Starve Acre is chillingly unsettling, a slow-burn folk horror full of eerie atmosphere. Adapted from Andrew Michael Hurley’s novel, writer/director Daniel Kototajlo crafts something that gets under your skin: “a pagan spell”, in his own words at a recent screening I attended in Cardiff.
Morfydd Clark puts down her elf ears to get back into the horror genre after the excellent St Maud: she plays Juliette, who has moved to her husband Richard’s (Matt Smith) childhood home in 1970s Yorkshire. They have gone there in a bid to improve the health of son Owen, who hears whistling on the wind and voices calling to him; in a visceral opening, we see why Owen’s parents are concerned about him.

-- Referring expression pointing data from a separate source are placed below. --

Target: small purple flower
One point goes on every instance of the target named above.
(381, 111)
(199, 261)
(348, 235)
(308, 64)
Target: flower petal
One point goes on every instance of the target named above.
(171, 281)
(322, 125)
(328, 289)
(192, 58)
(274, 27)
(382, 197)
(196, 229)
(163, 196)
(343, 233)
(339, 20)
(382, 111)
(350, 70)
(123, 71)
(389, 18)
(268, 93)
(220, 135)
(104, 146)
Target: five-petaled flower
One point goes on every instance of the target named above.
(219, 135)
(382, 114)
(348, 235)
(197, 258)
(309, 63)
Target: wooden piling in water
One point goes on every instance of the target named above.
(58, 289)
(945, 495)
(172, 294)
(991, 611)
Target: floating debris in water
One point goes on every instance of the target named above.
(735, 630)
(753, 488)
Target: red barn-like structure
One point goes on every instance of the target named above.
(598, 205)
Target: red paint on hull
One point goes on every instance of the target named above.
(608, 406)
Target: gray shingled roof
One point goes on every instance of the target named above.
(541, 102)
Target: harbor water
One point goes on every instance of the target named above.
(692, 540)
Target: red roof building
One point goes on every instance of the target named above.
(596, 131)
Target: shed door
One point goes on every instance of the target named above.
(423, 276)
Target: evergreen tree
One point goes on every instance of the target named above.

For Richard, however, the land is haunted by more than childhood memories. Smith, plays this floppy-haired archaeologist with silent intensity as he discovers the roots of an old oak tree on his home’s grounds – in doing so, perhaps uncovering a gateway to the pagan spirit world. With very definite nods to Don’t Look Now (eagle-eyed viewers will spot a brief Donald Sutherland appearance) and The Wicker Man – not just with its 1970s setting and fashions – Kokotajlo carves his own path through the folk horror genre, imbuing a lyrical threat throughout.
There are long takes of threatening empty moors and an immersive, often nerve-shredding score by Matthew Herbert, blending ancient folksong with a thrumming sonic inevitability to events. When Smith discovers the bones of a hare at the root of an uncovered yet ancient oak, he preserves them – only to discover skin, blood and bone regrowing on the skeleton. This results in a scene-stealing otherworldly animatronic performance which chills as it continues. Juliette is supported by her sister (played by Erin Richards, like Clark Penarth-born), who is drawn into a grief-fuelled chaos with the couple, and by an inescapable link to nature and the womb of the earth, which has plans for them all.
Kokotajlo’s last film was the brilliant, very personal Apostasy, about a Jehovah’s Witness community: this film is very much a leap forward in terms of scale, although its questioning of religion, in this case, paganism and the stresses of finding something bigger to believe in in extreme circumstances, still holds true. A mood piece full of artistry and discomfort, this sits comfortably alongside its influences with Clark excellent at its disturbed centre.